Miller, who is going on 34 years as a diabetic, goes through a daily regiment to monitor his diabetes. He pricks his finger an average of six times a day to test his blood-sugar levels.

At first, Miller injected insulin with a needle. Now, he has an insulin pump attached to his body, enabling him to give himself the right amount to balance his blood-sugar levels.

Exercise has played an important part in Miller’s life.

Miller retired last spring from his job of 28 years as assistant director of Ottawa County’s Friend of the Court. He used to bicycle to work, regularly exercise in weight rooms and referee high school basketball games.

After being diagnosed with diabetes, exercise and proper diet became critical to his lifestyle.

Diabetes hasn’t stopped Miller from enjoying an active lifestyle. Besides bicycling, Miller likes to sail and snow ski. He is a frequent participant in the annual Queen’s Cup, a sailing race from Milwaukee to ports in West Michigan. He also enjoys spending time with his two sons: Jeff, 27, and Dave, 21.

Volunteer work is also very important to Miller. His work with the diabetes foundation is a good example. Miller feels strongly about riding his bicycle and raising money for the foundation's efforts in finding better ways to treat diabetes and eventually a cure. Miller doesn’t believe that a cure for diabetes will be found in his lifetime, but he is optimistic for better treatment and a possible cure for future generations.

The foundation’s six bicycle events raise significant money for Type 1 diabetes research. Each participant is asked to raise between $2,000 and $4,000 to partake in one of the rides. Besides Nashville, rides are planned for Burlington, Vt.; LaCrosse, Wis.; Lake Tahoe, Calif.; Death Valley, Calif.; and Tucson, Ariz.

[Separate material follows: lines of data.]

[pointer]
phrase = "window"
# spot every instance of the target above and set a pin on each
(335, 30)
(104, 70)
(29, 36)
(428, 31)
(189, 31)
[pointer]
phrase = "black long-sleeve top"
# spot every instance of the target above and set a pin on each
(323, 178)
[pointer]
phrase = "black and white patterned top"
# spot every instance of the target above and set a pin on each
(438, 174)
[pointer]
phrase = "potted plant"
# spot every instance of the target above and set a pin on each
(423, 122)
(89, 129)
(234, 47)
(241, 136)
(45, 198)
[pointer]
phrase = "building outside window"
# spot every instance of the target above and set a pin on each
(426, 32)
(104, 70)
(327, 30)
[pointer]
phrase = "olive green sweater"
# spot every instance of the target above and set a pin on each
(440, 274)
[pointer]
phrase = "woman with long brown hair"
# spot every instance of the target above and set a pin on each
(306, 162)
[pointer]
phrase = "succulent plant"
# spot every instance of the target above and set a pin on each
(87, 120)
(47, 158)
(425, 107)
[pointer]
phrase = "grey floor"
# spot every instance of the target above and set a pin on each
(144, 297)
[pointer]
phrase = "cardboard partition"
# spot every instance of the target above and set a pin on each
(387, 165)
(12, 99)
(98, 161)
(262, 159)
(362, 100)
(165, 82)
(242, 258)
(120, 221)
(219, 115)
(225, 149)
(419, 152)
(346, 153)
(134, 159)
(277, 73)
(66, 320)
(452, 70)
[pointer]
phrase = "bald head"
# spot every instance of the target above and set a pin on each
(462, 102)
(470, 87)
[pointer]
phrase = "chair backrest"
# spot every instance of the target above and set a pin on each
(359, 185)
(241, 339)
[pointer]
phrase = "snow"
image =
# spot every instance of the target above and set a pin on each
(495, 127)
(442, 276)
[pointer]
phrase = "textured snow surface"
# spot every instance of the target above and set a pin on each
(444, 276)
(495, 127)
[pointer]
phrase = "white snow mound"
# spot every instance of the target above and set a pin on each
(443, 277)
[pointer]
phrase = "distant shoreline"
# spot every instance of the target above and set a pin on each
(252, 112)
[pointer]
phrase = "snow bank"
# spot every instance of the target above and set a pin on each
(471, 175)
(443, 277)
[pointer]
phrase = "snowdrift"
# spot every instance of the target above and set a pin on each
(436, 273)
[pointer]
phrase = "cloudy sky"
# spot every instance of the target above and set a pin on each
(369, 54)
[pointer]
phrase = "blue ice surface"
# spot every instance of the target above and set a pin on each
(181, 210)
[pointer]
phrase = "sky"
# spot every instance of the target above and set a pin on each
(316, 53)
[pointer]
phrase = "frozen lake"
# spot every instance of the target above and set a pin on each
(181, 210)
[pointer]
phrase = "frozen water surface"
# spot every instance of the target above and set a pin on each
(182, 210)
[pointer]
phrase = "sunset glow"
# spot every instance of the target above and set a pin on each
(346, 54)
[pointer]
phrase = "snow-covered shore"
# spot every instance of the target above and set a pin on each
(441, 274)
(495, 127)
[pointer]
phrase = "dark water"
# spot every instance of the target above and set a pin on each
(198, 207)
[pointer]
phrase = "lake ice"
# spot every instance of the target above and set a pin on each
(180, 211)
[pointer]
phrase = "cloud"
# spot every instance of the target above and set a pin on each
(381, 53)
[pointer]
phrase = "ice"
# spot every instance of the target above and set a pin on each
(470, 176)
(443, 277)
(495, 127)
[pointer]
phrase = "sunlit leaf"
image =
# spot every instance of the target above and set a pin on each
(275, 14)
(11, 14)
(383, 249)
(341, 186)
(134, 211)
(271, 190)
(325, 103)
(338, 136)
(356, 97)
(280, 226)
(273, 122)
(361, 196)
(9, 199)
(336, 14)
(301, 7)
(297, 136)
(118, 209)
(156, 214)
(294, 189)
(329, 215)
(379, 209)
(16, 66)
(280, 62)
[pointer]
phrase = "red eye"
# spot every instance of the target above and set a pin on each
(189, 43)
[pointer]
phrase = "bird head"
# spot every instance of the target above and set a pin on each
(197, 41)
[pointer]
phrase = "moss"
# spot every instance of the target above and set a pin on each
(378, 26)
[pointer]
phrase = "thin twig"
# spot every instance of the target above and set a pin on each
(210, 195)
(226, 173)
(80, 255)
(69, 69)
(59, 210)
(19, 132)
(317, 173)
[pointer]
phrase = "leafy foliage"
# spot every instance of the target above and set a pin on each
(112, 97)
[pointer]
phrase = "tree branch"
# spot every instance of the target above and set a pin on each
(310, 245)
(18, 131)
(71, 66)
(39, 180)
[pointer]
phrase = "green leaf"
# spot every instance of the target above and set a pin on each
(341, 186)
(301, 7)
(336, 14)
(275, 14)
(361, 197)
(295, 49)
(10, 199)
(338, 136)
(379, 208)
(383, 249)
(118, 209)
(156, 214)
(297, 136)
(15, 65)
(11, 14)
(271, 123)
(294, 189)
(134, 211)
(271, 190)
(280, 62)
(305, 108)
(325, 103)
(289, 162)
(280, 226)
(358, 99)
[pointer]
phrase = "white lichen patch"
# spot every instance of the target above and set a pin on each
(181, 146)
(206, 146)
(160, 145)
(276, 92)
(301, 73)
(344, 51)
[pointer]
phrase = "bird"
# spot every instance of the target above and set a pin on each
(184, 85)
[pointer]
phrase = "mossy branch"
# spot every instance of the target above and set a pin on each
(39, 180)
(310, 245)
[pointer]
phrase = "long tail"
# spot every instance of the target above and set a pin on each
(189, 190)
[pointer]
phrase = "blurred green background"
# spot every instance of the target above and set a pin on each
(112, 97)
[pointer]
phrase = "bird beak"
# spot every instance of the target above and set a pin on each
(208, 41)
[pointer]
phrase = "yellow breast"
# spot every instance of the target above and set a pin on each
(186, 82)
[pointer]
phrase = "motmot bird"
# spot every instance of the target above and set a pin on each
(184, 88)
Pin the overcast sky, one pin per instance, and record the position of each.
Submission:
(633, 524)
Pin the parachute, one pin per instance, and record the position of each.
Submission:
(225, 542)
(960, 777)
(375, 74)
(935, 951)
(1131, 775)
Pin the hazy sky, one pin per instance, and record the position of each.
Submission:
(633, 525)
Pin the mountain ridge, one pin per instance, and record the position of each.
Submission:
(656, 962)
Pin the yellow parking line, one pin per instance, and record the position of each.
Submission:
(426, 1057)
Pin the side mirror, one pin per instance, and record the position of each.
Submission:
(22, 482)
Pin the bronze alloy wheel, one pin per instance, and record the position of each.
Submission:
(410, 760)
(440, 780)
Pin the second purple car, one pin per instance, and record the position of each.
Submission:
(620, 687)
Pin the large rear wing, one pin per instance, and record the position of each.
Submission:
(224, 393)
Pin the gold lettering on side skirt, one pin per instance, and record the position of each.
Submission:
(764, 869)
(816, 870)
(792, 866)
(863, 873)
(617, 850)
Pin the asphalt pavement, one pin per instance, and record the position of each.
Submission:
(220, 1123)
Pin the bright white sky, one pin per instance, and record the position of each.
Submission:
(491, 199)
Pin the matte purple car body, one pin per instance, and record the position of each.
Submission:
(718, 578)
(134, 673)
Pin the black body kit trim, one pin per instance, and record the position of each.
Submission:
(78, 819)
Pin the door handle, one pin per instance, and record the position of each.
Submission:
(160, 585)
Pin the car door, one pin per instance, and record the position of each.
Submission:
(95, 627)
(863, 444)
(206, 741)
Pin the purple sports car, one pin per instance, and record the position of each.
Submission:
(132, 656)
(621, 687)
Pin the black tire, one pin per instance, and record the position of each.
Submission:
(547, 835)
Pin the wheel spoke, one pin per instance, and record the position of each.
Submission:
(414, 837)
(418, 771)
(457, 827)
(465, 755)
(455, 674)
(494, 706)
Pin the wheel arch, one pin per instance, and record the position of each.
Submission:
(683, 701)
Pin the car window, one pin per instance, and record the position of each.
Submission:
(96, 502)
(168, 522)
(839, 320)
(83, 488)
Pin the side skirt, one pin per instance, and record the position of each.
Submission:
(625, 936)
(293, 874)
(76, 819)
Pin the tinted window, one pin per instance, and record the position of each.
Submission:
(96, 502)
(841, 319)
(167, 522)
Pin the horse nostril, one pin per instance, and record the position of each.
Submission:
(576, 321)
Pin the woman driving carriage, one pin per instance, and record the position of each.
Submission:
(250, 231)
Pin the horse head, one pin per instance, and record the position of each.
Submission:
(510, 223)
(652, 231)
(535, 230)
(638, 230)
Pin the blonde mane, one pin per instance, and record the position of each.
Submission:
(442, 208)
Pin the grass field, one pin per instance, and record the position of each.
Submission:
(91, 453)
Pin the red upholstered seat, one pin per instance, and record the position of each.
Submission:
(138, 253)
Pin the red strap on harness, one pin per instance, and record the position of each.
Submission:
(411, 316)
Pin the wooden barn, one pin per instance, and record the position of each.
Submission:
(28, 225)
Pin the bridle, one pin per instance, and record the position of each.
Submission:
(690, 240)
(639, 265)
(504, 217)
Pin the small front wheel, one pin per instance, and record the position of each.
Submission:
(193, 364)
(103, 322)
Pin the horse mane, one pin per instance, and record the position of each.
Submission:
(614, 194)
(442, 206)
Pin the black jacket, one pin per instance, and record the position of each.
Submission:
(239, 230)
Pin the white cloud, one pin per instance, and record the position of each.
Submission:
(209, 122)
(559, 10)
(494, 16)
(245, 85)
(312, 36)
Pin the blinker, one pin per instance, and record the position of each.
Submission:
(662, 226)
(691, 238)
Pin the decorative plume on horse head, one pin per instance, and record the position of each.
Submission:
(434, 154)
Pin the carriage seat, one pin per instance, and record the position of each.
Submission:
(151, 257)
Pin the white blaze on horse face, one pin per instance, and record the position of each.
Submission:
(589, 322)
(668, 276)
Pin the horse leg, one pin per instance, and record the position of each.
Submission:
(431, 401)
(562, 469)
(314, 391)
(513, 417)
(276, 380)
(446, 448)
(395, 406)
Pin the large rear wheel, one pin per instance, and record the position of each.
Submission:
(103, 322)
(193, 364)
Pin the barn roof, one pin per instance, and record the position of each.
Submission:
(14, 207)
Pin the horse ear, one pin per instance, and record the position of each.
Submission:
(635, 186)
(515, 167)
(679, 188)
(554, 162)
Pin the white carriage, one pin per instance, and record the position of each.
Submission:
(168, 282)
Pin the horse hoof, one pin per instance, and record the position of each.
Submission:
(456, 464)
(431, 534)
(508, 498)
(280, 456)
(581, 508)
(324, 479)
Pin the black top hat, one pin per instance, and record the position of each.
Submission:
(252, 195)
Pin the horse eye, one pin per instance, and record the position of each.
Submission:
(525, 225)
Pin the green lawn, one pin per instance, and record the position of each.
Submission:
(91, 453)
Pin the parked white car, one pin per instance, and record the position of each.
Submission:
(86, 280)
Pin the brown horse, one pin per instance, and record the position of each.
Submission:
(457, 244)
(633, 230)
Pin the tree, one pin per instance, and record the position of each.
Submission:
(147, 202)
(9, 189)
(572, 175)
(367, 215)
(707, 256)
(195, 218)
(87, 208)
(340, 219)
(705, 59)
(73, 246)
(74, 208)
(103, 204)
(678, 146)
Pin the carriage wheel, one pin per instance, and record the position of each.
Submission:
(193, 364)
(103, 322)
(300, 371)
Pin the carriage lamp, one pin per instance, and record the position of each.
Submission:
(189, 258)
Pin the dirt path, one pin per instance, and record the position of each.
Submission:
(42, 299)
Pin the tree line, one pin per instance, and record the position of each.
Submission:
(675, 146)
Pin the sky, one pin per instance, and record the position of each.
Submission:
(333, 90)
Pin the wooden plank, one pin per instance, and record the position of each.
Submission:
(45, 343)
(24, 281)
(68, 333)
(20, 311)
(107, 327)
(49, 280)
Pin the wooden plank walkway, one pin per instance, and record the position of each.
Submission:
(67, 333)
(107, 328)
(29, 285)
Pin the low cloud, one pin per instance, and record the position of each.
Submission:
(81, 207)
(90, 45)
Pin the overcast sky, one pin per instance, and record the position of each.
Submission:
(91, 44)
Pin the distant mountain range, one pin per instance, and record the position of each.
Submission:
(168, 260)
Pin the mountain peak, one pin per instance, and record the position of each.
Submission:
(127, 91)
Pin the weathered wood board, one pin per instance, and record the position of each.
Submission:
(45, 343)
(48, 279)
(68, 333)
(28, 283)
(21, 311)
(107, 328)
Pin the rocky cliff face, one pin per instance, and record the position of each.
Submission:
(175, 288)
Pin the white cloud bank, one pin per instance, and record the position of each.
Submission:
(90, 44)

Much of the money Miller raises comes from his volunteer work at VanAndel Arena in Grand Rapids. His West Michigan riding group works at concession stands during events and they receive 10 percent of sales.

Miller sets aside his share into a special fund for the JDRF bicycle rides. He also contributes an amount that it would cost him to go on vacation to a particular site. He tries to ask as little as possible from donors.

One of Miller’s favorite area events is the Michigan JDRF’s One Day Ride Across Michigan event. This year’s ride is on Aug. 10.

Miller said the event is open to anyone. The ride begins in Montague and ends up at the Bay City Recreation Area. Riders stop halfway for lunch.

“Last year, we had 279 riders,” Miller said. “We’re looking for even more this year.”

The cost to participate is $30 per person before March 17, $40 per person before July 28 and $50 per person after July 28. Miller said bus transportation is offered for $40 to return to West Michigan.